Physical and Interdisciplinary Regional Ocean Dynamics and Modeling Systems
Our research includes: quantifying of ocean features and dynamics, multi-scale numerical modeling, and uncertainty quantification and assimilation schemes. Recent results include high-order hybrid Finite-Element schemes for physical-biological dynamics at shelfbreaks (bottom left), rigorous nonlinear and non-Gaussian data assimilation using our GMM-DO filter (bottom right) and exact path planning for swarms of underwater vehicles using level-set equations (top right).
Integrated Ocean Dynamics and Acoustics (IODA)
The goal is multi-resolution data-assimilative modeling to study truly multiscale coastal ocean dynamics and their acoustic effects, with an emphasis on resolving internal tides and long nonlinear internal waves and their interactions with the real ocean, including: All coastline, shelf, shelfbreak and deep ocean features; high-resolution steep bathymetry; and, atmospheric fluxes as external forcing; and, Stochastic parameterizations of sub-grid scales (nonlinear internal waves and other effects) for 4D hydrostatics models, and new non-hydrostatic HDG scheme in idealized conditions.
Causes and Effects of Shelf-edge Internal Tide Variability
Internal tide generation and propagation near continental slopes are being studied using a four-dimensional numerical simulation and diagnosis approach. The purpose is to explain observed variability in internal tides and the nonlinear waves they spawn. The study is concentrating on long wavelength linear internal waves (internal tides) generated from subcritical tidal flow (current speed less than wave speed), ubiquitous around the world. Three internal tide effects are being examined: variable generation, heterogeneous propagation (i.e. focusing), and conversion to nonlinear waveform.
Active Transfer Learning for Ocean Modeling (ATL)
The overall objective of this program is to conduct basic research that will help enable robust autonomy and automation in dynamic, unconstrained environments and contexts. The two science problems of interest are how a learning machine may leverage all relevant prior knowledge and how it may leverage occasional in situ availability of a subject matter expert (SME). This leads naturally to the existing research of Transfer Learning and Active Learning. The intent of the ATL program is to improve upon these two existing areas of research and combine them to produce a novel, powerful learning capability.
Autonomous Marine Intelligent Swarming Systems for Interdisciplinary Observing Networks (A-MISSION)
We research autonomous sensing swarms and formations that exploit the multi-scale, multivariate, four-dimensional environmental-acoustic dynamics and predictabilities. We develop new global swarm patterns and high-level optimization schemes based on control theory and dynamical system theory (e.g. artificial potential functions, nonlinear contraction analysis), artificial intelligence (e.g. hybrid evolutionary optimization, particle swarm optimization and reinforcement learning) and bio-inspired behaviors (e.g. distributed flocking/swarming, ant algorithms).

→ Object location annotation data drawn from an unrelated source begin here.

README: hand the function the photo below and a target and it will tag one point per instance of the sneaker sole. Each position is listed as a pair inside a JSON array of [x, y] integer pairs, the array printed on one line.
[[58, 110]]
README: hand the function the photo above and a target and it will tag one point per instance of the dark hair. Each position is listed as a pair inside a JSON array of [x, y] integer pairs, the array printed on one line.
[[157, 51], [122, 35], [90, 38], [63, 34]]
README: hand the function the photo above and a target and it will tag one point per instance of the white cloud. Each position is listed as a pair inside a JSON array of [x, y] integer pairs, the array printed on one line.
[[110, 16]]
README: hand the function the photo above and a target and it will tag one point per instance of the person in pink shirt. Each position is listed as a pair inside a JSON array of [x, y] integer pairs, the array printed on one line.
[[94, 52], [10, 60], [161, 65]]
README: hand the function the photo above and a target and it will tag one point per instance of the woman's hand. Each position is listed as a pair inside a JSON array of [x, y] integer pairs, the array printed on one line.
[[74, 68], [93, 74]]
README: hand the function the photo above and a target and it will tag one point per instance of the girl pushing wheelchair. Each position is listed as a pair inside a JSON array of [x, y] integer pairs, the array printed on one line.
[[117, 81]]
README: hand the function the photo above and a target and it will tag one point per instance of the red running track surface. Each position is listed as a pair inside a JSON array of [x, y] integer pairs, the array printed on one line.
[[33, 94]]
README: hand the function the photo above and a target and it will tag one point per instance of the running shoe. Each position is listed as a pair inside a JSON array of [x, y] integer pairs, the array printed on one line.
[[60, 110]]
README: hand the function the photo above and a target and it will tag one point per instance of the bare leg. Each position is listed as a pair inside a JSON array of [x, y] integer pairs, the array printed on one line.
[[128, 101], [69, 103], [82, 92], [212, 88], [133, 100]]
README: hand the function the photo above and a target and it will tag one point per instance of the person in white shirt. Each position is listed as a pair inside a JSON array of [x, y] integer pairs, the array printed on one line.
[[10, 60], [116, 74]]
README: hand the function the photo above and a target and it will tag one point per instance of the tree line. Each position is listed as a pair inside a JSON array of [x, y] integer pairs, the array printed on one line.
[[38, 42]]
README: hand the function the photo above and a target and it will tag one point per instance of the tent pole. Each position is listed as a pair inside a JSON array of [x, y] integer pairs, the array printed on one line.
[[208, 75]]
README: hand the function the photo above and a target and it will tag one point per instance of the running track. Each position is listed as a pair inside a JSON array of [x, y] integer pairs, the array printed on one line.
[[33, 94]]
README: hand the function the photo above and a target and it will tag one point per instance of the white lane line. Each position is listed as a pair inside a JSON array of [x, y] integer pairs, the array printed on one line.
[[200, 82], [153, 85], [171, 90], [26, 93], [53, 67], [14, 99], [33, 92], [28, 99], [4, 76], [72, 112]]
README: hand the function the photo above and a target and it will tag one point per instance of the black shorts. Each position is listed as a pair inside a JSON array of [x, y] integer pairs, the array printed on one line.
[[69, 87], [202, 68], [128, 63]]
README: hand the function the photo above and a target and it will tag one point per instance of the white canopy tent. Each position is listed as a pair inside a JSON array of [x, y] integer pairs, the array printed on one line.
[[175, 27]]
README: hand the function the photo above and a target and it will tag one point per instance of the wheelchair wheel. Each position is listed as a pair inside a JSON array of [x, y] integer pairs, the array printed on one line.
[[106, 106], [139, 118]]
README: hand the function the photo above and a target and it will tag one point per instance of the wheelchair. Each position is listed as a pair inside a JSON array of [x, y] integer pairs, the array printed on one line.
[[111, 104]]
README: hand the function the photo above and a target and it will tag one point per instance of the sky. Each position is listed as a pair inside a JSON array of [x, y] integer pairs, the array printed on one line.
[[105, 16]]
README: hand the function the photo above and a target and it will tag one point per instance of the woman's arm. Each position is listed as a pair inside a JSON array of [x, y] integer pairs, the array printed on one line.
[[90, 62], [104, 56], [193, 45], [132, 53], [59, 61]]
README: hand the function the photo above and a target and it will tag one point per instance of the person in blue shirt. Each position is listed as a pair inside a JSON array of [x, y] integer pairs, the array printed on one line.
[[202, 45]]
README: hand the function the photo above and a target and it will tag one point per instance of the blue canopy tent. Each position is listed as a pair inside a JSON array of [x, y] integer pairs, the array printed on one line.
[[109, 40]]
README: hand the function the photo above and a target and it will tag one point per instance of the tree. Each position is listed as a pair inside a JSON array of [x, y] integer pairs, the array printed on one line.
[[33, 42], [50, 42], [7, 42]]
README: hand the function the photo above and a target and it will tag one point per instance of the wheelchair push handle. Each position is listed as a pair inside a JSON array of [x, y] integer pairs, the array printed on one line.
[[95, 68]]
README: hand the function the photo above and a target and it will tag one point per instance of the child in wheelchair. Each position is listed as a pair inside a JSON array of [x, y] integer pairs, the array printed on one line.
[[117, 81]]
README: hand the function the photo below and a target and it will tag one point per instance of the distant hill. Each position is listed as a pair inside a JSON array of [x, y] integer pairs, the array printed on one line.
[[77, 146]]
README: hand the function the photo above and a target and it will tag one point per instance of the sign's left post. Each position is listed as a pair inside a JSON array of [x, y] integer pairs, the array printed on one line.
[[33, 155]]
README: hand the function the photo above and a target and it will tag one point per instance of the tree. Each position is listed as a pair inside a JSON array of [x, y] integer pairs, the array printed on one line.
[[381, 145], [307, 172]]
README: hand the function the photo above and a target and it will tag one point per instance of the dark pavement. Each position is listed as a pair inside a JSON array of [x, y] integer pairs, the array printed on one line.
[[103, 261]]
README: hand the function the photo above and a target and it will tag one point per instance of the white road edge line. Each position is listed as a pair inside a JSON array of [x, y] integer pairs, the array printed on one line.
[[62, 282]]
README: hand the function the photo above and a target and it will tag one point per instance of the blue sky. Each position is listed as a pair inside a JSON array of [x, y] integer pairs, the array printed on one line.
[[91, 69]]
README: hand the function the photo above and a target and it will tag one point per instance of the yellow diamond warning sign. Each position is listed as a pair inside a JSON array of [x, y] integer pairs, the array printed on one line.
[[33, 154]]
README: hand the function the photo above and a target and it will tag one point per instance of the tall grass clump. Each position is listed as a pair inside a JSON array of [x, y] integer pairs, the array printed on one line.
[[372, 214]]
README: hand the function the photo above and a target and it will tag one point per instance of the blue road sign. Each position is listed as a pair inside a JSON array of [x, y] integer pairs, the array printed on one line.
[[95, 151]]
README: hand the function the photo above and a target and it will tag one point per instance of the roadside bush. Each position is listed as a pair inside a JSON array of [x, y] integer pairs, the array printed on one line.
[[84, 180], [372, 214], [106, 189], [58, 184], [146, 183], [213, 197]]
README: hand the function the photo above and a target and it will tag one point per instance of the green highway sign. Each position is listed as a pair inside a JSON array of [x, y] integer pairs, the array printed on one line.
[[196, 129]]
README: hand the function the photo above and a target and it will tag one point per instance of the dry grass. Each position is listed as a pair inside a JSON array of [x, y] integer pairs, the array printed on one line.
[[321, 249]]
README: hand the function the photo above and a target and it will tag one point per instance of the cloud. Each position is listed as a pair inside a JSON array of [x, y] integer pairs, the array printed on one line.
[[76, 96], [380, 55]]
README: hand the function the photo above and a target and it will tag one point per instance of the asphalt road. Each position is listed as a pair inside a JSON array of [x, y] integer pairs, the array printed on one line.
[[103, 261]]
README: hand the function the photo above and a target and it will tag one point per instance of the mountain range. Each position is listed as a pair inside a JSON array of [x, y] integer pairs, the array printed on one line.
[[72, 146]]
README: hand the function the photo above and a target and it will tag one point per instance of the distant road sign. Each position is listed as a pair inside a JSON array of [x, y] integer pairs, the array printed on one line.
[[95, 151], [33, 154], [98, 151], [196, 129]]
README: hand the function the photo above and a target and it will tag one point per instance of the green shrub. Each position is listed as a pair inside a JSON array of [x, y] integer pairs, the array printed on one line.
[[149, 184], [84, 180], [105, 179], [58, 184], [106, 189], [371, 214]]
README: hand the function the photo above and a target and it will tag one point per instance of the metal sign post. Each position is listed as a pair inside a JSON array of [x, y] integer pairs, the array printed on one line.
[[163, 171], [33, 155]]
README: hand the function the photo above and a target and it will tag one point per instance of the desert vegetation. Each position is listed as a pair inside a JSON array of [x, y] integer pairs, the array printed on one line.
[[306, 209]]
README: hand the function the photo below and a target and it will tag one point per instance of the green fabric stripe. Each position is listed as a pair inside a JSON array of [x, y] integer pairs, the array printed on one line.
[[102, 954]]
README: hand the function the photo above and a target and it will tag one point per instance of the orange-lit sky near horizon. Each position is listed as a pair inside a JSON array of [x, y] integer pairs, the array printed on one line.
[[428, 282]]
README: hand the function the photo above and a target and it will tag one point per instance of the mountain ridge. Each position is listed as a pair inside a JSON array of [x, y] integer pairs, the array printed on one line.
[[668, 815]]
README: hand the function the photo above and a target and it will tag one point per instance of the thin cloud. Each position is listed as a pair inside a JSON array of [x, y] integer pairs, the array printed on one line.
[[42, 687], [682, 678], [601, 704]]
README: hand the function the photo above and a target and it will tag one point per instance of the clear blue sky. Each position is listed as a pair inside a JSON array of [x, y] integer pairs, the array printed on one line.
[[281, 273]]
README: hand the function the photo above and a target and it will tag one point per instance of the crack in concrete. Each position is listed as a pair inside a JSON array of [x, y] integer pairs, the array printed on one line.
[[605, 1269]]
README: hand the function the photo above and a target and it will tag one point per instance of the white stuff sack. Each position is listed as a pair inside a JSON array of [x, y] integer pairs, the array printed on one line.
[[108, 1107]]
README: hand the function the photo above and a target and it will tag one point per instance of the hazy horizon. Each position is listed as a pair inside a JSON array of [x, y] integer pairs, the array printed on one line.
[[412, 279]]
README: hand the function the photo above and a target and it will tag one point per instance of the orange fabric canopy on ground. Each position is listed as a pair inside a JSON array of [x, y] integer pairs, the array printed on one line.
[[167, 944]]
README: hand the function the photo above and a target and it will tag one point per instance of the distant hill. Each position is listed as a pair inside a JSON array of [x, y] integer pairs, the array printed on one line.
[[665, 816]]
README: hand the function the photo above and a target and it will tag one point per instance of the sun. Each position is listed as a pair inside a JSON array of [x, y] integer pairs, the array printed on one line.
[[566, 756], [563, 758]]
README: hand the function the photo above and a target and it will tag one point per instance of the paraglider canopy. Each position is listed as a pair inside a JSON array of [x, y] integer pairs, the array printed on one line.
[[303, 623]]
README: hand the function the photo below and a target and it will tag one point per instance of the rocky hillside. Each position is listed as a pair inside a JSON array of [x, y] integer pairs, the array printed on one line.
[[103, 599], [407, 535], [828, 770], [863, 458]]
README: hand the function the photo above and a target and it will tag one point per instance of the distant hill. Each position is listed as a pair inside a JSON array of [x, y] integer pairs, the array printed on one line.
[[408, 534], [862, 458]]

Quantifying, Predicting and Exploiting Environmental and Acoustic Fields and Uncertainties
The goal is to research prediction and data assimilation (DA) systems to study, understand, forecast and exploit environmental and acoustic fields and uncertainties. Objectives: (i) improve understanding of dynamics, predictabilities and uncertainties in the Taiwan-Kuroshio region; (ii) model and quantify interactions of Kuroshio meanders, mesoscale features and internal tides; (iii) advance coupled ocean and acoustic modeling and DA; and (iv) develop adaptive sampling for reduction of uncertainty and best exploitation of the environment.
Ocean Observatories Initiative (OOI)
OOI CyberInfrastructure (CI) conducted an Observing System Simulation Experiment (OSSE) to test the capabilities of the OOI CI to support field efforts in a distributed ocean observatory in the Mid-Atlantic Bight. The goal was to provide a real oceanographic test bed in which the CI supported field operations of ships and mobile platforms, aggregate data from fixed platforms, shore-based radars, and satellites and offered these data streams to data assimilative forecast models. The MAB region was selected because of the existing communities and the presence of NOAA, ONR coordinated by Oscar Schofield in the context of the MARCOOS effort.